Yosa Menduniakan Nias
Oleh : Djoko Poernomo
Seandainya tak ada situs internet niasisland.com, keberadaan Pulau Nias di Samudra Hindia yang berjarak 85 mil laut dari Pulau Sumatera itu kemungkinan tak bakal mendunia seperti sekarang ini.
Berkat situs internet (website) itulah Pulau Nias yang memiliki luas 5.449 kilometer persegi dikenal banyak orang hingga ke mancanegara. Dunia maya memang tidak mengenal batas dan waktu sehingga menjadikan kesemuanya tampak jelas.
Ketika gempa tektonik hebat melanda Pulau Nias, 28 Maret 2005, banyak kalangan dari luar negeri yang menanyakan berbagai informasi tentang Nias dan segala akibat gempa melalui website niasisland.com. Website itu banyak "dikunjungi" oleh para netter, antara lain, dari luar negeri dan terjadi diskusi yang produktif dengan masyarakat Nias, termasuk menyangkut gempa dan dampaknya.
Seorang warga Rusia, misalnya, yang kebetulan punya kerabat yang menikah dengan warga Nias, mendapatkan informasi cukup lengkap tentang nasib kerabatnya itu setelah membuka niasisland.com.
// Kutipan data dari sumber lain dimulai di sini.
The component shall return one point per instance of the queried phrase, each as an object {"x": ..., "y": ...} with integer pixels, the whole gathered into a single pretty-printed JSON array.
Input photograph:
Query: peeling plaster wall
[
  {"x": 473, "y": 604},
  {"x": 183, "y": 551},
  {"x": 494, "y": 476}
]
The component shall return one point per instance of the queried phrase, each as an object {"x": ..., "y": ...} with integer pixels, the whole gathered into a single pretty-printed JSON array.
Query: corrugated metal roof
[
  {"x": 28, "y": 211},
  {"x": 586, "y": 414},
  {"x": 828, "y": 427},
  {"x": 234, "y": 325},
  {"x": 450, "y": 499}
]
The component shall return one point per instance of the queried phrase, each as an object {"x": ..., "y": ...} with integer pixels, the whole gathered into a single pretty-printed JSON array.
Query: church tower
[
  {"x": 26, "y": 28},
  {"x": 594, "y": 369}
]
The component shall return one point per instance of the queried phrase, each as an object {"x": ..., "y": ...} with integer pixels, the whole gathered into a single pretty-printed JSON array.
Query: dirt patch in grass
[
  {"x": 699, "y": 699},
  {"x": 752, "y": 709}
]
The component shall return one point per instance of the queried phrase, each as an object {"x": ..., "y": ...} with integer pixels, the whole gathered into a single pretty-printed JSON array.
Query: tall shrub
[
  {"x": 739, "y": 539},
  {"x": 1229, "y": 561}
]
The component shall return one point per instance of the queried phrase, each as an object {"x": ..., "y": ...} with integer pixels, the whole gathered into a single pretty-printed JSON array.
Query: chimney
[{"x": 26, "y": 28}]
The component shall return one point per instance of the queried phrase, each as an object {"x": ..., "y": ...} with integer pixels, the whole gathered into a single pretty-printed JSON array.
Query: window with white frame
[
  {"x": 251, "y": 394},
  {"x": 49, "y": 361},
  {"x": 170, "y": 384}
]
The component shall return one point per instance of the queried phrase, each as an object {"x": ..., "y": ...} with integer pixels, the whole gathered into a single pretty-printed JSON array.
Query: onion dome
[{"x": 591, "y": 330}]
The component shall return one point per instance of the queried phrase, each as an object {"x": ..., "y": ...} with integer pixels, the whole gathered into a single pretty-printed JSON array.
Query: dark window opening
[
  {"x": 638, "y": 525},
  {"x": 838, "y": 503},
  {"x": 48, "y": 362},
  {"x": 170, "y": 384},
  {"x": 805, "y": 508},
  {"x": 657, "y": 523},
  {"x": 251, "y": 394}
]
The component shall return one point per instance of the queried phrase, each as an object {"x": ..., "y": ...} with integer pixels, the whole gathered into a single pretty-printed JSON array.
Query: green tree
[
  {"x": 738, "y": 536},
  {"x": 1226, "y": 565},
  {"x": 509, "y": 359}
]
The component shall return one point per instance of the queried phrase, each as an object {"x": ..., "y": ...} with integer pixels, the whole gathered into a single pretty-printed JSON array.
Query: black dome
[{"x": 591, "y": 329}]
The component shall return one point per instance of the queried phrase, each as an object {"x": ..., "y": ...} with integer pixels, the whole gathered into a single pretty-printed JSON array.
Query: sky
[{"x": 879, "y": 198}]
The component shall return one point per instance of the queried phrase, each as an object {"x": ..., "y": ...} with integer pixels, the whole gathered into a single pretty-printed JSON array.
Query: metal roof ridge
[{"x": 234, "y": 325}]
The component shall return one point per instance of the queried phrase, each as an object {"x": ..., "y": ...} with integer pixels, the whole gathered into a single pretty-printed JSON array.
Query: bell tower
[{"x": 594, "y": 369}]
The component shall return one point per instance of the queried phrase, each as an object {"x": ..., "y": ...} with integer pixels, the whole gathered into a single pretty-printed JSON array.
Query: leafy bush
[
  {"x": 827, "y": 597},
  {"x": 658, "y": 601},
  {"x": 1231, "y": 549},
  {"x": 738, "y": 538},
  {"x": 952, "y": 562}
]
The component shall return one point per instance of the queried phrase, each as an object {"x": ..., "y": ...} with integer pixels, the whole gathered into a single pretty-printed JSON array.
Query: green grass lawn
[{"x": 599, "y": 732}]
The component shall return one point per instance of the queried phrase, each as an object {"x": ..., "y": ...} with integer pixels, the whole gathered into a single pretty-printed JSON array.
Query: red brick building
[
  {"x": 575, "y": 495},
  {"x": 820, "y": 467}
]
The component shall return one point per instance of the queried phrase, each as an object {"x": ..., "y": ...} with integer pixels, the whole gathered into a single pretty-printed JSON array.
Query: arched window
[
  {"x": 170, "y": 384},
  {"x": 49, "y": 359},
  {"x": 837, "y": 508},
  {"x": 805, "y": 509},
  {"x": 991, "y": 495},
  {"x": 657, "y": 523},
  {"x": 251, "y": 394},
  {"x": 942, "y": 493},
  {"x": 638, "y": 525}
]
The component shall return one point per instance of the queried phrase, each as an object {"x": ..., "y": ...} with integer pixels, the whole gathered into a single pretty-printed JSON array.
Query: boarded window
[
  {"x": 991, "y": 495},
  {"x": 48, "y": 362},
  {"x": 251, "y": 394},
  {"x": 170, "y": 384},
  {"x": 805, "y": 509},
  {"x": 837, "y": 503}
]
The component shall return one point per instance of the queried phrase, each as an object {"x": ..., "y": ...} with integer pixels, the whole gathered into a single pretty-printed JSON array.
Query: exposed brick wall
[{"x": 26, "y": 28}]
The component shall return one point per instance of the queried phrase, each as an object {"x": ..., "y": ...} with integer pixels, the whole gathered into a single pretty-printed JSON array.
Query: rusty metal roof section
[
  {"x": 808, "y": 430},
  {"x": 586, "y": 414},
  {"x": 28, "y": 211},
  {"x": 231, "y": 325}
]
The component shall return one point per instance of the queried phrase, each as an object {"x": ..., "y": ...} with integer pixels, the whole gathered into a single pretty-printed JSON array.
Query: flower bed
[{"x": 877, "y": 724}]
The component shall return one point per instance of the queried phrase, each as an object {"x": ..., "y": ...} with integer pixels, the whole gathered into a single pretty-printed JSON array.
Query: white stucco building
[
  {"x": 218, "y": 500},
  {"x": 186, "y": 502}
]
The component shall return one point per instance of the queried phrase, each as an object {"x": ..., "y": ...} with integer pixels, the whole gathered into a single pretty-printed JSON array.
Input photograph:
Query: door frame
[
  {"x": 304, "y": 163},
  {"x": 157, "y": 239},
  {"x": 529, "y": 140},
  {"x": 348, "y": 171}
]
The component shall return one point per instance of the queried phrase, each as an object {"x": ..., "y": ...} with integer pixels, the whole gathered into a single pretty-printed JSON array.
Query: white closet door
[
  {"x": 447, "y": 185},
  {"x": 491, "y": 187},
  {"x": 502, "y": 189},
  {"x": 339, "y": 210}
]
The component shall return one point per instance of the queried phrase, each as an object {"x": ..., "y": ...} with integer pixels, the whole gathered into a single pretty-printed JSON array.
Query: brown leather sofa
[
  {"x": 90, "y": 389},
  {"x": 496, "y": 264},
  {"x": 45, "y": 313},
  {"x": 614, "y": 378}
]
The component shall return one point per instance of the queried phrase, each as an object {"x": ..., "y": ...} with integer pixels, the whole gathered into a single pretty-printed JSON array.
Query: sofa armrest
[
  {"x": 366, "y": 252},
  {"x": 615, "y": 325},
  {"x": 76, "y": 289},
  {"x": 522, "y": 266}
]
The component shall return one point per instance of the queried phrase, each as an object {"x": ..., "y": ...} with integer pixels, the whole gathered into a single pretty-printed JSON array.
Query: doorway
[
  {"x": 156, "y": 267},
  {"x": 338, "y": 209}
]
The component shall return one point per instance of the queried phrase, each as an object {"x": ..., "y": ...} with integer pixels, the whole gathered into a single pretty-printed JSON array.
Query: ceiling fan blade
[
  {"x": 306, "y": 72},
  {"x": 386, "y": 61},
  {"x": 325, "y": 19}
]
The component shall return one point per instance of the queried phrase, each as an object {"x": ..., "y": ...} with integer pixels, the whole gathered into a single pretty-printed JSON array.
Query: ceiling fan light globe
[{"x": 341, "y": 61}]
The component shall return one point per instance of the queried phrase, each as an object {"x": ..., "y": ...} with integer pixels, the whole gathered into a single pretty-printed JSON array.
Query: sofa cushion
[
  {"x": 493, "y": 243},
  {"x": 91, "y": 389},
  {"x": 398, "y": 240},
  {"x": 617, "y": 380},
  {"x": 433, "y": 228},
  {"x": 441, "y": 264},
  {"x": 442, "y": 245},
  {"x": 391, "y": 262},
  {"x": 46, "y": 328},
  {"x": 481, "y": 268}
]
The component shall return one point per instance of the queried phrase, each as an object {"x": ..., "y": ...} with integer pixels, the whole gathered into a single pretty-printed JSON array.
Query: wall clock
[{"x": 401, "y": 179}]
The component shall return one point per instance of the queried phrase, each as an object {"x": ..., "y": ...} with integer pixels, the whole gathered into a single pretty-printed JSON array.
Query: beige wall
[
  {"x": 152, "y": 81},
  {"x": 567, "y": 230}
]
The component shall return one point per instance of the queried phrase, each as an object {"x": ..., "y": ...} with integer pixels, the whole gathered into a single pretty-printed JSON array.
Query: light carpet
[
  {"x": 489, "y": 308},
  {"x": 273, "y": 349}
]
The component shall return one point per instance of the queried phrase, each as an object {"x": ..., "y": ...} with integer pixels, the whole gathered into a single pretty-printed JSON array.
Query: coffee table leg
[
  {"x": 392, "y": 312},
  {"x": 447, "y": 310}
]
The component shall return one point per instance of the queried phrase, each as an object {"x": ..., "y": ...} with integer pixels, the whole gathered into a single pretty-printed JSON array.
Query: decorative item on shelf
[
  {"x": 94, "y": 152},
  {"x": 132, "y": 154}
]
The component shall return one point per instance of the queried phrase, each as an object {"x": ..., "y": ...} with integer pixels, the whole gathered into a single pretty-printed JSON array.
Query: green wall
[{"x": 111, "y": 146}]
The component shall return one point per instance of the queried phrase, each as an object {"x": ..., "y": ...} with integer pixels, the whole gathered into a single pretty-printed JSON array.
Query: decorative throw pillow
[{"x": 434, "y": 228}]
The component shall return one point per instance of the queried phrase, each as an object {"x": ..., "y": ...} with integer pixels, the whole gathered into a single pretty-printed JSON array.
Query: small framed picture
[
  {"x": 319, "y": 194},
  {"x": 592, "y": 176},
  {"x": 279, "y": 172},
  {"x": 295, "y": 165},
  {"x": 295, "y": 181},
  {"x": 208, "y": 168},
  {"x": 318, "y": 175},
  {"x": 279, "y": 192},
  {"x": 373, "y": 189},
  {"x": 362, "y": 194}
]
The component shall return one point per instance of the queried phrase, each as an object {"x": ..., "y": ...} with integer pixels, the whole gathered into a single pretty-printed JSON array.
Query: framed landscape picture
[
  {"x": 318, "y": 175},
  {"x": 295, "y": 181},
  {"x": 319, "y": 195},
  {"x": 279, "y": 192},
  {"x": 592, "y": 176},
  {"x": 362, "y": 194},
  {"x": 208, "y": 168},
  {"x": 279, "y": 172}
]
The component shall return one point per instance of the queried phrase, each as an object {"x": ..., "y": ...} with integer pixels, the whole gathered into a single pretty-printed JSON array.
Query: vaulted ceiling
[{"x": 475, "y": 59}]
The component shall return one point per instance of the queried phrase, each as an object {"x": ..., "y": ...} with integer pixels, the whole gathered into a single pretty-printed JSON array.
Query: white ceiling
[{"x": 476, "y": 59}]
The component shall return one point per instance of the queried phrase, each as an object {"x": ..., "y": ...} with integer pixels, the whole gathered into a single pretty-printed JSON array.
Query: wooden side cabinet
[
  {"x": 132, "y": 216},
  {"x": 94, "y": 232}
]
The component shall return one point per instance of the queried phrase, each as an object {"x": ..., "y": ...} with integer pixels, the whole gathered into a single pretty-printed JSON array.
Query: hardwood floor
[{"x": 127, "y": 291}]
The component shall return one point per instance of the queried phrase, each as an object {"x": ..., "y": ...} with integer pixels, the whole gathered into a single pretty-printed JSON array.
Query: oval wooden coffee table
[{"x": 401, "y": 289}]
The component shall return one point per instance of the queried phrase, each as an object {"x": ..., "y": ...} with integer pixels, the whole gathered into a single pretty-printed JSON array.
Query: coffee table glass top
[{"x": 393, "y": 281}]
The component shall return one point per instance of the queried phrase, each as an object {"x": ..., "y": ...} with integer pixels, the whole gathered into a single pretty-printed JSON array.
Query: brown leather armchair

Pangeran Albert III dari Kerajaan Monaco pada 3 Desember lalu mengunjungi Nias serta memberikan bantuan pembangunan ratusan rumah bagi para korban gempa setelah memperoleh informasi tentang Nias dari website niasisland.com.
Website tersebut dirancang, digagas, sekaligus dibiayai oleh putra setempat, Yosafati Hulu, alumnus jurusan Teknik Informatika Institut Teknologi Bandung (1989) dan Magister Manajemen Prasetya Mulya (1998). Saat ini Yosa, panggilan akrabnya, bekerja di sebuah bank swasta di Jakarta sekaligus dosen di Universitas Bina Nusantara, Jakarta, dengan pangkat lektor madya.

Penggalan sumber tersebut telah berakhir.